Opening infinitely many nodes (Q2865904)

The author considers holomorphic differentials on the non-compact Riemann surface associated to an infinite connected graph \(\Gamma\). Each vertex in \(\Gamma\) corresponds to a copy of the Riemann sphere in the associated Riemann surface. An edge \(e\) between vertices \(v\) and \(v'\) corresponds to a node at which points \(p_e\) and \(p_e'\) of the spheres corresponding to \(v\) and \(v'\) are identified. The nodes are opened by necks constructed using a sequence \(\mathbf{t} = \big(t_e\big)_{e\in E}\) of complex numbers corresponding to the edges \(e\in E\). Because \(\Gamma\) is infinite, the local coordinates used in the neck construction must satisfy certain technical conditions that would otherwise be unnecessary. Each edge \(e\) corresponds to a neck and thus to a homology class \(\gamma_e\). The motivating question for the paper is whether -- provided a basic necessary condition is satisfied -- a differential can be defined from its periods on the \(\gamma_e\).

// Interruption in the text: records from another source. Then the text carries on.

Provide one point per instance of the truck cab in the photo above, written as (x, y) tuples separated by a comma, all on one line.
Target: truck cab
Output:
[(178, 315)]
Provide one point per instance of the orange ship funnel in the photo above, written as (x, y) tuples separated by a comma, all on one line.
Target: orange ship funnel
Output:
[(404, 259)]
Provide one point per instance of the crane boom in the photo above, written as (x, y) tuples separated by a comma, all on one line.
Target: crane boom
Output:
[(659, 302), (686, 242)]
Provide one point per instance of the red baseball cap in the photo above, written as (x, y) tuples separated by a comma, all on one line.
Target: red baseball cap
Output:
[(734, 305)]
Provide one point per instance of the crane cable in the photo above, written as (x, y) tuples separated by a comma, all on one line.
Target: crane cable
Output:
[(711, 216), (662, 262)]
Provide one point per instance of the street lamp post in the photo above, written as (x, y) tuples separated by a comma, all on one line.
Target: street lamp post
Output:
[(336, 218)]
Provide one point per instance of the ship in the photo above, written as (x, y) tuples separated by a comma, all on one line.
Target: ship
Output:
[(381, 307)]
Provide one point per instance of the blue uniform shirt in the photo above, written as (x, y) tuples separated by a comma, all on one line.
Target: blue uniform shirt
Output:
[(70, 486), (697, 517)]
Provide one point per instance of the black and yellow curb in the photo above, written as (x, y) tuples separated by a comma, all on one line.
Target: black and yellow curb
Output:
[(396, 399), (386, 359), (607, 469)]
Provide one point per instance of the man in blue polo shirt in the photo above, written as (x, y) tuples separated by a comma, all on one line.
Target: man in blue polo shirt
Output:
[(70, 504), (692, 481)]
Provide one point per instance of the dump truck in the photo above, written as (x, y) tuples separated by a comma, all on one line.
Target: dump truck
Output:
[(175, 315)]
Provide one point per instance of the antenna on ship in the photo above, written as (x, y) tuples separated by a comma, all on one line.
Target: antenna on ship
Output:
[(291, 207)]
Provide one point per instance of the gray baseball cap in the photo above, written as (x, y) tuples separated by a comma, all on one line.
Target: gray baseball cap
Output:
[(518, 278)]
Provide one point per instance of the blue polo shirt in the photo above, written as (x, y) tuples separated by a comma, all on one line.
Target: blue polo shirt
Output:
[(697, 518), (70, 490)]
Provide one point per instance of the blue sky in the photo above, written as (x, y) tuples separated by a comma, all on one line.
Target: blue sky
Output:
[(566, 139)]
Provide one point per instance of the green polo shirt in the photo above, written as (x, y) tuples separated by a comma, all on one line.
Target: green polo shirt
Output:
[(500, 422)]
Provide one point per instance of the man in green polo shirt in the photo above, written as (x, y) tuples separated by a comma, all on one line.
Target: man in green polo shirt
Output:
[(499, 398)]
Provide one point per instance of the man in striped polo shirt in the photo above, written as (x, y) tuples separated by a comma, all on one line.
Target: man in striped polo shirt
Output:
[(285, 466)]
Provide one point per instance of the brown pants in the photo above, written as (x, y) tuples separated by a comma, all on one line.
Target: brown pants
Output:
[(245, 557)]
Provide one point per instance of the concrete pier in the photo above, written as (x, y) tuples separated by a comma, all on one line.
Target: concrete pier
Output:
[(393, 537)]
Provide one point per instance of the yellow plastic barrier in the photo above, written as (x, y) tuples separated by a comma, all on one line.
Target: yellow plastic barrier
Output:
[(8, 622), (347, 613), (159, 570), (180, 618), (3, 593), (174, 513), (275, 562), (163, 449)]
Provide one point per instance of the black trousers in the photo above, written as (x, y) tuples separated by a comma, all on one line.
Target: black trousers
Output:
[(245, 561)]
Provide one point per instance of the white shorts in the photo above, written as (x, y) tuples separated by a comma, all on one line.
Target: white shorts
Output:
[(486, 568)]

In case \(\Gamma\) is finite and the Riemann surface is consequently compact, the answer is affirmative for sufficiently small \(\mathbf{t}\) [\textit{J. D. Fay}, Theta functions on Riemann surfaces. Berlin etc.: Springer (1973; Zbl 0281.30013)]. When \(\Gamma\) is infinite, the space of periods is no longer finite dimensional, and the norm used on the space of periods may be expected to be decisive. The main result of the paper specifies a class of admissible norms that yield an affirmative answer to the motivating question. Examples of such admissible norms are provided.